Another thing: Let's get REAL drunk together one day.

I think that's all.
Jimmi


(Author's comments: Boy, I don't know where to begin. I was all over the place in that letter. I sound manic. Let's start with my obsession with the 18 year old girl. Bear in mind, I was only 23 at the time - but I was also married. She was a friend of ours and I was a very depressed young man. I used the word "obsession" and that's exactly what it was. Looking back, I'm amazed that I ever thought I had any real feelings for her.
The next thing I should address is the depression. At one point in the letter, I made it sound as if I had been sad but now I was better. I didn't get better until I was in my late 20s. I was severely depressed for years. It was a dark time in my life that I have trouble even thinking about.

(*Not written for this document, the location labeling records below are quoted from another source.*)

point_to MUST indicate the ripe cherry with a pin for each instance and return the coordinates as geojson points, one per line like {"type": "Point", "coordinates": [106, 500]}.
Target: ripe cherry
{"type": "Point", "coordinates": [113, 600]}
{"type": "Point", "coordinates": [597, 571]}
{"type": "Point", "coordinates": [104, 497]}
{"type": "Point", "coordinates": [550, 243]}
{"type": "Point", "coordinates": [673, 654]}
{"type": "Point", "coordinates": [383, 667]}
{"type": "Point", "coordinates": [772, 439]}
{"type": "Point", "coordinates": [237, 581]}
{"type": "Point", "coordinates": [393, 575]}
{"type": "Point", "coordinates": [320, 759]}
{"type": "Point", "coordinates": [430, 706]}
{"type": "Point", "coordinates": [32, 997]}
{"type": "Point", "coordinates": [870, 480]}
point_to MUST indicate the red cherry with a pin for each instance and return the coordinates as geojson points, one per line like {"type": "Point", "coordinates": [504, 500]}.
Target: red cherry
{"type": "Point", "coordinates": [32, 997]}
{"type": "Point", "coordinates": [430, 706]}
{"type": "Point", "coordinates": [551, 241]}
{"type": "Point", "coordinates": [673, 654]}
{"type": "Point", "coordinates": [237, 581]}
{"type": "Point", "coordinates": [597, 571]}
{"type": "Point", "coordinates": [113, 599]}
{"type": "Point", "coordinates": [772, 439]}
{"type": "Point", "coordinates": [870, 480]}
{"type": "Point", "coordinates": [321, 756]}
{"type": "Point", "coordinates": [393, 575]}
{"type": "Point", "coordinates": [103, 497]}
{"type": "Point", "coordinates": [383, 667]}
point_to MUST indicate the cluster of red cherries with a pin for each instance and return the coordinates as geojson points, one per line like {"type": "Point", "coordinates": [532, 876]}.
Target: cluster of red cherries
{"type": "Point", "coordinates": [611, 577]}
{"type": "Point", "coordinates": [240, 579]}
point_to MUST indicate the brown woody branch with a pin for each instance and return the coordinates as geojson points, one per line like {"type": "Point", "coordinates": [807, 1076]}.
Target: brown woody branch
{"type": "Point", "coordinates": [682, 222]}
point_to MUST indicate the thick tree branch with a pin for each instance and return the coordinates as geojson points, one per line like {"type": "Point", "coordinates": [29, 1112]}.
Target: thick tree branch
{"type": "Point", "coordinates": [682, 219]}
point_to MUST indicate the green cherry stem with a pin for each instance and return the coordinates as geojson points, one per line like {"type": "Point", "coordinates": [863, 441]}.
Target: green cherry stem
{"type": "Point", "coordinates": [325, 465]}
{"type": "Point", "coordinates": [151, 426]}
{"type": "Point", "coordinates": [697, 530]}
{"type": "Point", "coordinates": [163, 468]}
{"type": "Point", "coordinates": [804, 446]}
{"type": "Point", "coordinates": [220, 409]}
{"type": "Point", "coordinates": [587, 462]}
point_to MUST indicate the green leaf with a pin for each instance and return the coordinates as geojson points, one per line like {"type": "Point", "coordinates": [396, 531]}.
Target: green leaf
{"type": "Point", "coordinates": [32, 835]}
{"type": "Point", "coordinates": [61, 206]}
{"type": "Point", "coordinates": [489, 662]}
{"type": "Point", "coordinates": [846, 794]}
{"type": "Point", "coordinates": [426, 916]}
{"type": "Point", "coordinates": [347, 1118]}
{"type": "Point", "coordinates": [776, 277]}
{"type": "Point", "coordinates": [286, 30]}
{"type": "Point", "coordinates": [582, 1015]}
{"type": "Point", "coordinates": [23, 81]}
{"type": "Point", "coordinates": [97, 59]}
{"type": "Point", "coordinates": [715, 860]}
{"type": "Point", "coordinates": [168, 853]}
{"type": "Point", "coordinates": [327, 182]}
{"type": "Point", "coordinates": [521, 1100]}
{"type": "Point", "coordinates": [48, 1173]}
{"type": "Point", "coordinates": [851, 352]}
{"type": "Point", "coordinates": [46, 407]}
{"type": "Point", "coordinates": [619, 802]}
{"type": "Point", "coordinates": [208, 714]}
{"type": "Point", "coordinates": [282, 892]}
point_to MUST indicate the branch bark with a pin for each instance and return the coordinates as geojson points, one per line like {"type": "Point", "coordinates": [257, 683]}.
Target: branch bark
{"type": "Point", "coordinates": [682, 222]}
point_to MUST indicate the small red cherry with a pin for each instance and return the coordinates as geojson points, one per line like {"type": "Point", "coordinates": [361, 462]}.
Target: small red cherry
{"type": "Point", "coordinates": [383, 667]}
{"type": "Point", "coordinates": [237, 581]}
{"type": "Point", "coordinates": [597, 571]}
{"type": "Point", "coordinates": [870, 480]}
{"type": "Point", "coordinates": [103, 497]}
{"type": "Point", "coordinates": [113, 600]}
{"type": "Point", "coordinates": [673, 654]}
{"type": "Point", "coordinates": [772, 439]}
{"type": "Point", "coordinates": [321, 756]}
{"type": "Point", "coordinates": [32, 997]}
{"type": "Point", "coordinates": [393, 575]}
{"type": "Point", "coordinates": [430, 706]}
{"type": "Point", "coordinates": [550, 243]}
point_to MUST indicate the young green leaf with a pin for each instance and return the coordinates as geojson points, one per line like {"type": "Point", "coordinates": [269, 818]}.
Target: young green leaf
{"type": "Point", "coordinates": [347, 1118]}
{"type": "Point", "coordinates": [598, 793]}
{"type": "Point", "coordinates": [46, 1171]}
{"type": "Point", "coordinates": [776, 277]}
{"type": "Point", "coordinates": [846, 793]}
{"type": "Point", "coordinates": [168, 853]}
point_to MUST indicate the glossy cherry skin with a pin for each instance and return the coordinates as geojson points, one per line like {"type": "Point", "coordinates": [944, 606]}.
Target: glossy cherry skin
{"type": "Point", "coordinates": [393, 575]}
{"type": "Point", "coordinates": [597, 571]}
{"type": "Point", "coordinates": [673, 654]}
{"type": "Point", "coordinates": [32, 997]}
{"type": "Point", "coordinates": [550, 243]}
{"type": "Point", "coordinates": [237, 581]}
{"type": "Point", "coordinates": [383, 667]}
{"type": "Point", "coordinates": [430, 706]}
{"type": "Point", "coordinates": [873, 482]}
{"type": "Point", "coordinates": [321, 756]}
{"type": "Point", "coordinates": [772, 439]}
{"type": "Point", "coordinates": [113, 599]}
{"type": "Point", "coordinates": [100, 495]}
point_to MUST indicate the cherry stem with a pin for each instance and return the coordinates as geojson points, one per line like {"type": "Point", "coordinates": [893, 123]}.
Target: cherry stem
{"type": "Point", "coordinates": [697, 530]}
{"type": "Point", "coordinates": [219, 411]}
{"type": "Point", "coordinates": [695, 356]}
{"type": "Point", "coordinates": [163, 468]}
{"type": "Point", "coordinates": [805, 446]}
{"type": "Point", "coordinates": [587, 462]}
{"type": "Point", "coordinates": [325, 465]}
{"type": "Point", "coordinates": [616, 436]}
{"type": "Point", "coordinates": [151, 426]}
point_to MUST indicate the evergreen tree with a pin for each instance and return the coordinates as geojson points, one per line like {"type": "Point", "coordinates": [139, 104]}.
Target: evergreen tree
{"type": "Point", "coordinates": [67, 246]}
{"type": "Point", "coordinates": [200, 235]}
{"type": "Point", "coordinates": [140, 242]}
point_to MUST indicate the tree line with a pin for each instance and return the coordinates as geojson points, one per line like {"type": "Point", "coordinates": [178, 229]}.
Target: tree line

On a lighter note, "Ruff Giraffe" is a term I came up with in high school. It derives, of course, from "rough draft." I remember illustrating the Ruff Giraffe - kinda punk rock, wearing leather and chains... It was just a silly joke between Russell and I.
"Black chicks." Ahem... My friend Russell had shared with me that he had had sex with a black girl, someone that he worked with. I'm not in the least bit racist, and neither was he, but interracial dating was still a rather explosive topic in the South, in those days. Jeez, it's a difficult subject. It's hard to get 3 words into it without sounding suspect. Let's just say that it was some good natured ribbing between 2 friends.
In "Thing Fish," I believe that Frank Zappa was using outrageous stereotypes to satirize white people's notions about African-Americans. He also touched on secret government operations, the AIDS crisis, homosexuality and feminism. Zappa was a fearless artist and, therefore, a champion for free speech.
In trying to be a little more fearless myself, artistically, I am sharing some awfully awkward notes, letters and confessions from my life. I've never been perfect, but I feel warranted to state that I have always had a good heart [metaphorically speaking]. Peace and Love, baby.)